The first system used only purified T7 RNA polymerase, DNA template, and nucleotides, the minimalist configuration. It captured promoter-strength hierarchies: which T7 promoters are strong or weak in their native genomic context. But with no RNA degradation machinery present, coverage was heavily skewed toward the 5′ ends of transcripts.

The second system used the optimized cell-free extract with its full complement of E. coli proteins. This restored RNase III activity, evidenced by mRNA maturation sites in the T7 transcript, and produced uniform coverage across transcripts, a true steady-state snapshot. It provided an accurate estimation of in vivo expression levels.

The third system was the full cellular context, E. coli undergoing T7 infection. This added a layer of regulation absent in cell-free lysates: 3′-end-biased coverage caused by membrane-associated RNase E.

The comparison revealed what the authors call “progressive layers of regulation”: promoter strength, mRNA degradation, mRNA maturation via RNase III, and 3′-end-specific degradation via RNase E. Each system added one or more layers, creating a gradient of biological complexity that allowed the team to dissect each process individually.

The broader significance

The study demonstrates that cell-free systems, long considered unsuitable for transcriptomics, can now profile entire bacterial transcriptomes. “Cell-free transcriptomics could enable the exploration of transcriptional landscapes of non-cultivable bacteria,” the researchers note, organisms that remain poorly characterized simply because their RNA is inaccessible under laboratory conditions.
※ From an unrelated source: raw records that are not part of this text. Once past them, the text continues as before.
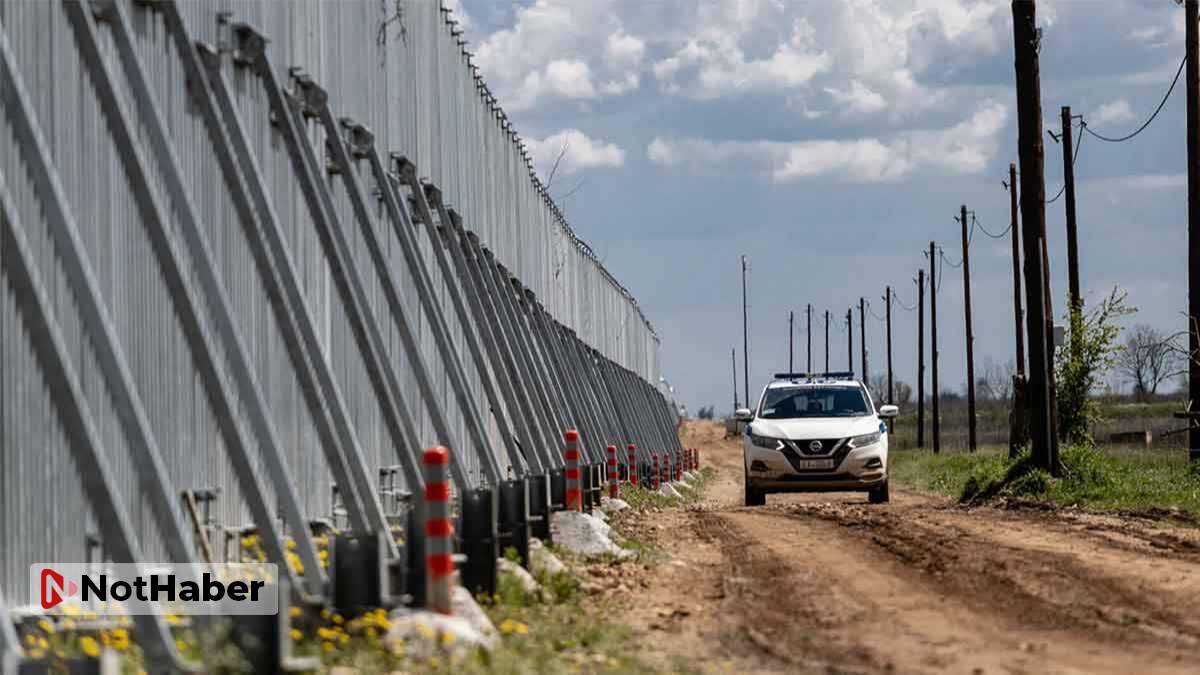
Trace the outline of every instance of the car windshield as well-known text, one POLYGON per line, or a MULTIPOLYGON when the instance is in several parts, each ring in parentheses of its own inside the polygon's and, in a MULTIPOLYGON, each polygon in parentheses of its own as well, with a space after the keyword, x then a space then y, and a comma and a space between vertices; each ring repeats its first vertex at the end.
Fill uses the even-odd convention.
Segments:
POLYGON ((871 414, 860 387, 768 389, 758 416, 765 420, 806 417, 862 417, 871 414))

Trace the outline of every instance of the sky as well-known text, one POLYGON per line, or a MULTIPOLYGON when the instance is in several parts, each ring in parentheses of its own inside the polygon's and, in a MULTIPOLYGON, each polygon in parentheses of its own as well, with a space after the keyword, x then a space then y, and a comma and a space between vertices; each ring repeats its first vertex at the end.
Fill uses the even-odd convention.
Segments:
MULTIPOLYGON (((741 256, 749 262, 751 399, 788 359, 805 307, 814 366, 846 365, 846 309, 870 303, 868 358, 886 355, 882 295, 896 289, 896 378, 916 377, 917 269, 944 247, 938 292, 941 388, 963 391, 960 226, 1009 223, 1002 181, 1016 161, 1012 18, 997 0, 456 0, 484 78, 547 176, 574 230, 637 297, 662 339, 664 375, 695 411, 742 385, 741 256)), ((1123 136, 1162 100, 1183 58, 1173 0, 1042 0, 1044 125, 1070 105, 1123 136)), ((1076 129, 1085 302, 1116 286, 1173 333, 1187 302, 1182 80, 1125 143, 1076 129)), ((1062 146, 1046 140, 1046 192, 1062 146)), ((1054 306, 1066 299, 1065 200, 1047 206, 1054 306)), ((976 373, 1014 355, 1011 244, 971 239, 976 373)), ((939 256, 940 257, 940 256, 939 256)), ((928 337, 927 337, 928 340, 928 337)), ((928 384, 926 385, 929 386, 928 384)))

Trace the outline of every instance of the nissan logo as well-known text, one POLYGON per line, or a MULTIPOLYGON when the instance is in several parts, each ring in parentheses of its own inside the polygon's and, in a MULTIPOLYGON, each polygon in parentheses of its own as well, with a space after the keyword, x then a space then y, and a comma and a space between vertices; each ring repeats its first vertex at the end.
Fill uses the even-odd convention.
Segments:
POLYGON ((821 443, 821 441, 813 441, 812 443, 808 444, 808 449, 812 450, 813 452, 820 452, 824 447, 825 446, 821 443))

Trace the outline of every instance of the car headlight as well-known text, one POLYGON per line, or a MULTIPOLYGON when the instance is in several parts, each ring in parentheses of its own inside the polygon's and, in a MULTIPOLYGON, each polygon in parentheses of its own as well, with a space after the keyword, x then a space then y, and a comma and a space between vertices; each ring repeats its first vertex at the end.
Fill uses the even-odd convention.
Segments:
POLYGON ((778 438, 759 436, 757 434, 750 434, 750 442, 760 448, 766 448, 768 450, 778 450, 779 448, 783 447, 783 443, 778 438))
POLYGON ((848 445, 851 450, 858 450, 859 448, 875 445, 878 442, 879 432, 873 431, 869 434, 863 434, 862 436, 855 436, 854 438, 851 438, 846 445, 848 445))

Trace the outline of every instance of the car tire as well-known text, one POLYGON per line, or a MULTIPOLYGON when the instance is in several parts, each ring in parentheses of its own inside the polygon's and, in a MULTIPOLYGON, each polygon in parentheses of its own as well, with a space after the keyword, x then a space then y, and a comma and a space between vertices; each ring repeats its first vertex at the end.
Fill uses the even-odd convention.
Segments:
POLYGON ((750 476, 746 476, 746 506, 762 506, 767 503, 767 493, 750 487, 750 476))
POLYGON ((883 485, 871 490, 867 493, 867 501, 872 504, 886 504, 891 499, 891 493, 888 490, 888 482, 883 481, 883 485))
The active-learning pipeline itself is generalizable beyond buffer optimization. Any multi-parameter biological optimization problem, media formulation, protein purification conditions, metabolic engineering, could benefit from the same approach of probing 0.04% of a combinatorial space to find near-optimal conditions.
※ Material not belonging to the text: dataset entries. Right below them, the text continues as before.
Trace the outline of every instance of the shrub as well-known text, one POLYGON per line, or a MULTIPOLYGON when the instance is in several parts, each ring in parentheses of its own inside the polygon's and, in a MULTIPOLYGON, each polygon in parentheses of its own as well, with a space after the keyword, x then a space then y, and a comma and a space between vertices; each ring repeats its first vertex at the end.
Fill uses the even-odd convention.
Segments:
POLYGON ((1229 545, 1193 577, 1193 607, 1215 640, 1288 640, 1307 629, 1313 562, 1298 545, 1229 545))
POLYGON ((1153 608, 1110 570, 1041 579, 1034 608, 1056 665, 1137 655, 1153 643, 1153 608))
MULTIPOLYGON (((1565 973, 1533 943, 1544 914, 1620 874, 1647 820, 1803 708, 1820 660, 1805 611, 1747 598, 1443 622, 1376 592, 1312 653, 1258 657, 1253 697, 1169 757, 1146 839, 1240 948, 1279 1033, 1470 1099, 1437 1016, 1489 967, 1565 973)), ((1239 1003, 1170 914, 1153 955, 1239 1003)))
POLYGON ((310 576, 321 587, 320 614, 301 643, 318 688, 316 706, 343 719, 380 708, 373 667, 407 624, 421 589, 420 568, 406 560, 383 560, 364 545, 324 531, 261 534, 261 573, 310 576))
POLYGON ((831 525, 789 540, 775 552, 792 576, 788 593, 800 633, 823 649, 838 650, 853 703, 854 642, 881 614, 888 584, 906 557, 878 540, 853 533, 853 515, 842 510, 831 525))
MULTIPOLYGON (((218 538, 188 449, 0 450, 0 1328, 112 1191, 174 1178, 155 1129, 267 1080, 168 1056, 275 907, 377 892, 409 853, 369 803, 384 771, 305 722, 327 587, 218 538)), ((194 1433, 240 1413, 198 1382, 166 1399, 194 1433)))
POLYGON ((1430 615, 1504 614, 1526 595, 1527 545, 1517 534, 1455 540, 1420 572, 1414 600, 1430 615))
Limitations remain. The study was performed exclusively in E. coli BL21(DE3) lysate with T7 RNA polymerase. The optimized buffer has not been validated for endogenous E. coli RNA polymerase or for other organisms. The cell-free system captures transcription and degradation but not the 3′-end-specific degradation mediated by membrane-associated RNase E, which is lost during lysate preparation. And the paper is published as an advance version that has not yet undergone editorial refinement.

Still, the work marks a turning point for cell-free biology. By adding transcriptomics to the capabilities of cell-free systems, it opens a door to studying gene regulation in organisms that cannot be cultured, prototyping synthetic circuits at the RNA level, and accelerating the design-build-test cycle in synthetic biology.

The paper, “Active-learning-guided optimization of cell-free systems for genome-wide transcriptomic profiling reveals progressive layers of regulation,” is published in Nature Communications (DOI: 10.1038/s41467-026-74559-y) by Lea Wagner, An Hoang, Olivier Rue, and colleagues at INRAE, Universite Paris-Saclay, and AgroParisTech.